Thursday, April 30, 2015

'The Babadook' doesn't live up to the hype

"The Babadook" arrives on home video riding an outsized wave of hype. This small, Australian movie, partly funded via a Kickstarter campaign, has been dubbed the next big thing in horror. "Exorcist" director William Friedkin has proclaimed it even scarier than his seminal work.

That leaves one to wonder: When was the last time Friedkin saw "The Exorcist," anyway?

As a depiction of a family's trauma, "The Babadook" almost works, but as a horror movie it's a major letdown.

Arriving simultaneously on Blu-ray, DVD and Netflix streaming, "The Babadook" is another spin on that tried and true horror trope, the haunted object. In this case, the object is a children's pop-up book with no author and no publication information, just a title — "The Babadook."

Single mother Amelia (Essie Davis of"Miss Fisher's Murder Mysteries") is surrounded by death. She works in a nursing home, tending to the aged and running their weekly bingo game, not that many of them seem to notice. Most of her charges have already passed on, mentally if not physically. It's the sort of work that can sap the life out of you, if you're not careful.

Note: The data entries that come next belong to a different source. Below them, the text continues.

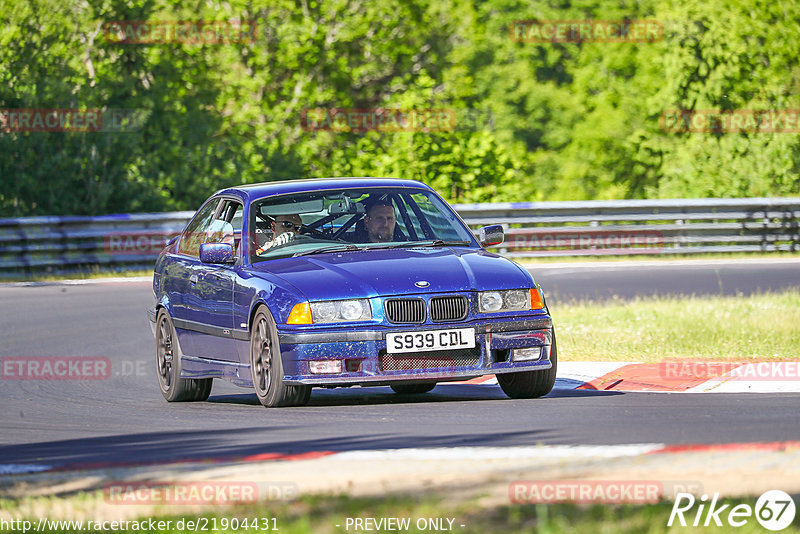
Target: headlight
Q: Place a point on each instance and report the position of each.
(510, 300)
(336, 311)
(491, 301)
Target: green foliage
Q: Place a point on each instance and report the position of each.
(551, 120)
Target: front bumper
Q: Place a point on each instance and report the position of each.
(366, 362)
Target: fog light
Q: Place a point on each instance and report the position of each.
(325, 367)
(526, 355)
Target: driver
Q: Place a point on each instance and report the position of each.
(380, 221)
(284, 228)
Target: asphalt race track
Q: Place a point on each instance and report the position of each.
(124, 419)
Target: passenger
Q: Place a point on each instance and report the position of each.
(284, 229)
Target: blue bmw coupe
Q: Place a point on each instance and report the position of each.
(283, 286)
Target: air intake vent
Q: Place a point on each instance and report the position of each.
(405, 310)
(448, 308)
(441, 359)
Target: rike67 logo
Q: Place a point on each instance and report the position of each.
(774, 510)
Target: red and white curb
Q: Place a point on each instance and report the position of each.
(549, 452)
(673, 377)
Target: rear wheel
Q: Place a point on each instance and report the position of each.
(168, 366)
(531, 384)
(267, 368)
(412, 389)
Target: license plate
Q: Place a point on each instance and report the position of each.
(427, 340)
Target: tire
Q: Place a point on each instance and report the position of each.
(412, 389)
(531, 384)
(168, 366)
(267, 368)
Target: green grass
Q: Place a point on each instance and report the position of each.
(323, 514)
(77, 275)
(758, 327)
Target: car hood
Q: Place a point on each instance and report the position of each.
(371, 273)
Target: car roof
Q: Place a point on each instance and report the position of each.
(253, 191)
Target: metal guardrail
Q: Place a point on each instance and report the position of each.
(40, 245)
(627, 227)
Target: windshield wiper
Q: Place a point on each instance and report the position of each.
(335, 248)
(443, 243)
(417, 244)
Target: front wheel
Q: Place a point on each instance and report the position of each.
(267, 368)
(168, 366)
(531, 384)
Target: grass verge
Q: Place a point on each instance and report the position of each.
(757, 327)
(533, 261)
(316, 514)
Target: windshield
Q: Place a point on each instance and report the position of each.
(351, 219)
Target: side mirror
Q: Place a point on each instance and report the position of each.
(491, 235)
(216, 253)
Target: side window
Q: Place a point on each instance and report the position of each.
(195, 231)
(232, 212)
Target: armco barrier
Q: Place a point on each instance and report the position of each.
(37, 245)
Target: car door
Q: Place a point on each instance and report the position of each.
(211, 287)
(181, 269)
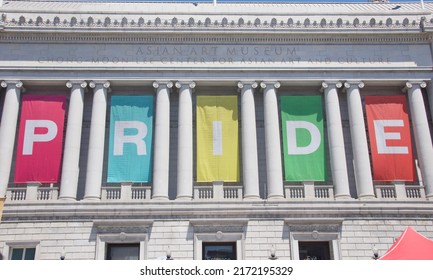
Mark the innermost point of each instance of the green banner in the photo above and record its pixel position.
(303, 138)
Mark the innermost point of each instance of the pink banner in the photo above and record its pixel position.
(40, 139)
(390, 139)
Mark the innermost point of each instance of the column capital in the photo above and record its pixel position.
(358, 84)
(157, 84)
(412, 83)
(190, 84)
(327, 84)
(71, 83)
(252, 84)
(105, 83)
(18, 83)
(265, 84)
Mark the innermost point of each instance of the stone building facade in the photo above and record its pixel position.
(176, 53)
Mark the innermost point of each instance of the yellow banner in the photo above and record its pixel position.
(217, 139)
(2, 203)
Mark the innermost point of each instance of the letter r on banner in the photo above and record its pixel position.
(120, 139)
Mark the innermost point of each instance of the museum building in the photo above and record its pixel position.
(200, 130)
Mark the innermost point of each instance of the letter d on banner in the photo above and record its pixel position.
(40, 139)
(304, 150)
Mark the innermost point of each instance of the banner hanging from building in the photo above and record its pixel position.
(390, 138)
(303, 138)
(40, 139)
(217, 139)
(130, 148)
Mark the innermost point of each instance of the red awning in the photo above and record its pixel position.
(410, 246)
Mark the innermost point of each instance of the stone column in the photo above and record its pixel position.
(8, 129)
(421, 131)
(162, 140)
(71, 156)
(336, 140)
(274, 170)
(361, 159)
(185, 142)
(250, 165)
(95, 160)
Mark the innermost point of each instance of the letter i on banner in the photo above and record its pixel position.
(40, 139)
(217, 139)
(303, 138)
(390, 139)
(130, 148)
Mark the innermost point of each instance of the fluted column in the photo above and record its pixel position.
(250, 164)
(185, 142)
(8, 129)
(274, 170)
(361, 159)
(421, 130)
(336, 140)
(95, 158)
(162, 140)
(71, 155)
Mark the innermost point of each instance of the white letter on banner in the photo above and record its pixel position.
(138, 139)
(292, 148)
(31, 137)
(382, 136)
(217, 138)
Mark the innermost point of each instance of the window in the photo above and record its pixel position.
(22, 253)
(219, 251)
(21, 250)
(217, 239)
(314, 250)
(123, 251)
(315, 239)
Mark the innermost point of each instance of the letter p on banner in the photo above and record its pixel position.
(40, 139)
(390, 139)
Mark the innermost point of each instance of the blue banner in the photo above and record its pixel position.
(130, 148)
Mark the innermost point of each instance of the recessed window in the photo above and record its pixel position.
(123, 251)
(314, 250)
(22, 253)
(219, 251)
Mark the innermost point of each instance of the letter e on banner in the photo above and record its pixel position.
(40, 139)
(390, 139)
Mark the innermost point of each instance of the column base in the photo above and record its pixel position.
(67, 198)
(252, 197)
(276, 197)
(92, 198)
(367, 197)
(184, 198)
(343, 197)
(159, 197)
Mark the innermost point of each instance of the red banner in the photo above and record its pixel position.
(390, 139)
(40, 139)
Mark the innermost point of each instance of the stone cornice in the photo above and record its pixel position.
(219, 38)
(34, 22)
(283, 210)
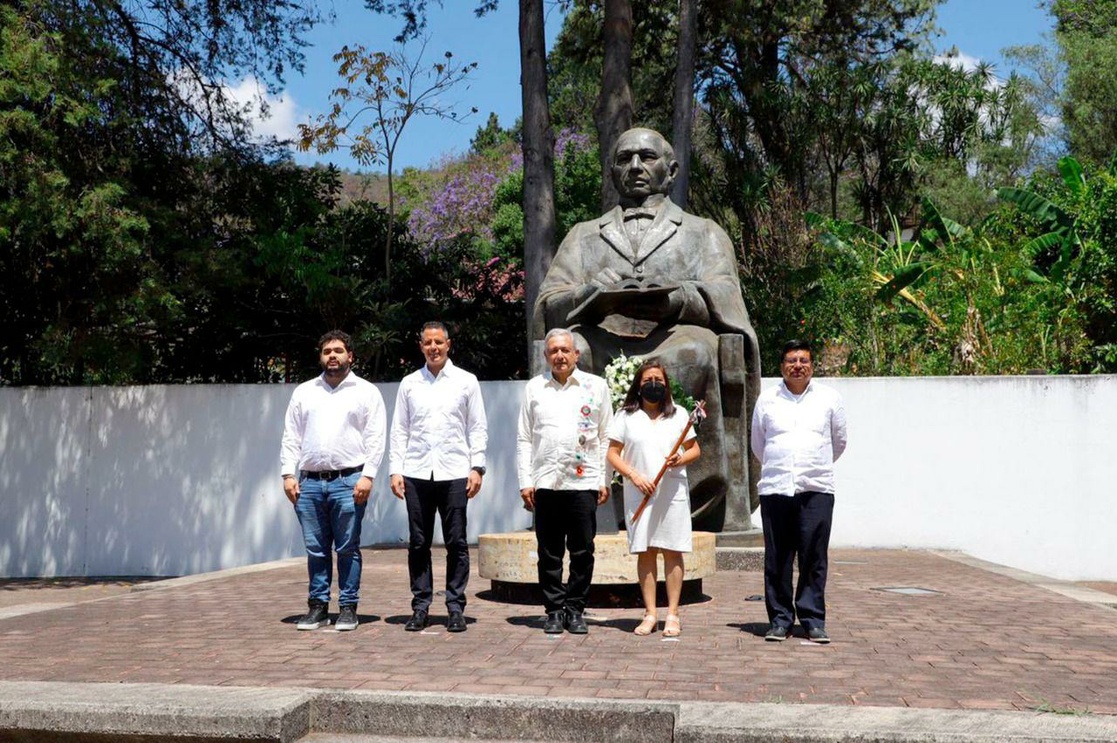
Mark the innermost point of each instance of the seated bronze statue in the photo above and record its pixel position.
(652, 280)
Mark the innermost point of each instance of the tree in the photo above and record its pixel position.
(1087, 37)
(537, 133)
(684, 97)
(612, 113)
(115, 131)
(538, 145)
(394, 89)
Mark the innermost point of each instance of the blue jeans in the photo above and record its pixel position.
(330, 518)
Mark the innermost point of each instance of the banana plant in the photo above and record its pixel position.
(1061, 229)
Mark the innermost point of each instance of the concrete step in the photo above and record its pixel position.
(143, 713)
(336, 737)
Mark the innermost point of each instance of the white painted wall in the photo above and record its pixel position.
(166, 480)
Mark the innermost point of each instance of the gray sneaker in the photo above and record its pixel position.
(346, 619)
(777, 634)
(316, 617)
(818, 635)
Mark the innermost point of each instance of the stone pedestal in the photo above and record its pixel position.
(509, 562)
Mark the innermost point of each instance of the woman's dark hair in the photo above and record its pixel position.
(632, 399)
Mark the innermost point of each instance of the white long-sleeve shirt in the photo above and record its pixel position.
(563, 432)
(334, 427)
(798, 438)
(438, 427)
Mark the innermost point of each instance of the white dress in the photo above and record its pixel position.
(666, 522)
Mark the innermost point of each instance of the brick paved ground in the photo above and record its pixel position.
(984, 641)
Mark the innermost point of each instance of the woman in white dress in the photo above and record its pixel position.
(641, 438)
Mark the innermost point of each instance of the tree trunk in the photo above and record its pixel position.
(538, 155)
(684, 98)
(612, 113)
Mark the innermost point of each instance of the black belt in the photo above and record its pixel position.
(331, 474)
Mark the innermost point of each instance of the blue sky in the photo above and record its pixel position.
(979, 28)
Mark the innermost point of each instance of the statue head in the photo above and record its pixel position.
(643, 165)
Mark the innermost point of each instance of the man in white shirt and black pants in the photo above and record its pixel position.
(798, 432)
(437, 463)
(333, 441)
(561, 445)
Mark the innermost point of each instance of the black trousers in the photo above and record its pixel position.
(796, 526)
(565, 521)
(423, 498)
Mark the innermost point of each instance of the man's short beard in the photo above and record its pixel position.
(341, 371)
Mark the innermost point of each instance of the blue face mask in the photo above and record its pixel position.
(654, 391)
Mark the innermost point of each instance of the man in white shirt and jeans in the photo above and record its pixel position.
(798, 432)
(333, 441)
(561, 445)
(437, 463)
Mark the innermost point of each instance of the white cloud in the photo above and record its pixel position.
(958, 59)
(269, 115)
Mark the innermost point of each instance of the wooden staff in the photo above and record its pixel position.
(697, 415)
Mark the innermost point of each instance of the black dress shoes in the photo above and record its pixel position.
(575, 622)
(418, 621)
(554, 622)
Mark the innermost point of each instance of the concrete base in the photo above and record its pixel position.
(509, 561)
(154, 713)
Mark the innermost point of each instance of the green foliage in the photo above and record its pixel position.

At the end of the day, Amelia comes home to her 6-year-old son, Samuel (Noah Wiseman). And Samuel, as they say, is a handful. He is always in trouble at school, where the administrators are inclined to drug him, ship him off to therapy, or preferably both.

Samuel is also without a male role model, his dad having died in an auto accident while driving Amelia to the hospital to give birth to him. So, if you think Amelia sees in Samuel a subconscious reminder of her husband's death, you got it in one.

Precocious but over-imaginative, Samuel insists his mother check the closet and peek under the bed for monsters each night. He constructs "Home Alone"-style booby traps for any boogeymen she might miss. You can bet that's the sort of detail that will be important later.

After yet another parent/teacher conference, Amelia yanks Samuel out of class until she can find a school that will treat him as something more than a problem to be managed. In the meantime, mother and son have an opportunity for quality time at home. This cannot possibly go wrong.

One night, Samuel asks to pick the book for his nightly bedtime story, and he picks one Amelia has never seen before. It's "The Babadook," and it's about a boogeyman.

There's little here we haven't seen before. The Babadook comes to life to torment Samuel and Amelia, the book returns no matter how many times Amelia disposes of it, the usual stuff.

While the plot isn't compelling, the family dynamics are. One need not be Sigmund Freud to see the Babadook as representing Amelia's suppressed resentments, and the ambivalent way the movie deals with them is a nice surprise. Without giving it away, the ending is the one thing about "The Babadook" that works beautifully. It's just that getting there is a slog.

Writer/director Jennifer Kent, helming her first feature, doesn't yet have the knack for horror. "The Babadook" is lacking in both atmosphere and suspense. It doesn't help that the book within the movie telegraphs almost every potential fright. Even the most experienced horror directors have trouble ginning up terror when the audience knows what's coming next.

Making matters worse, it's hard to care about either Amelia or Samuel. Both are shrill and unlikable, although not without cause. And while that may work in a different context, here it's a nearly fatal flaw. We should care whether Amelia and Samuel live or die, but we don't. There's only so much high-pitched screaming you can endure before you want it silenced. As most of Kent's screen credits are for acting, I can only guess these are the performances she wanted.

"The Babadook" is not a total loss. The ending becomes more unsettling the more you think about it, and the little nod to Italian horror director Mario Bava shows Kent's heart is in the right place. With more experience, she probably has a good horror movie in her. "The Babadook" just isn't it.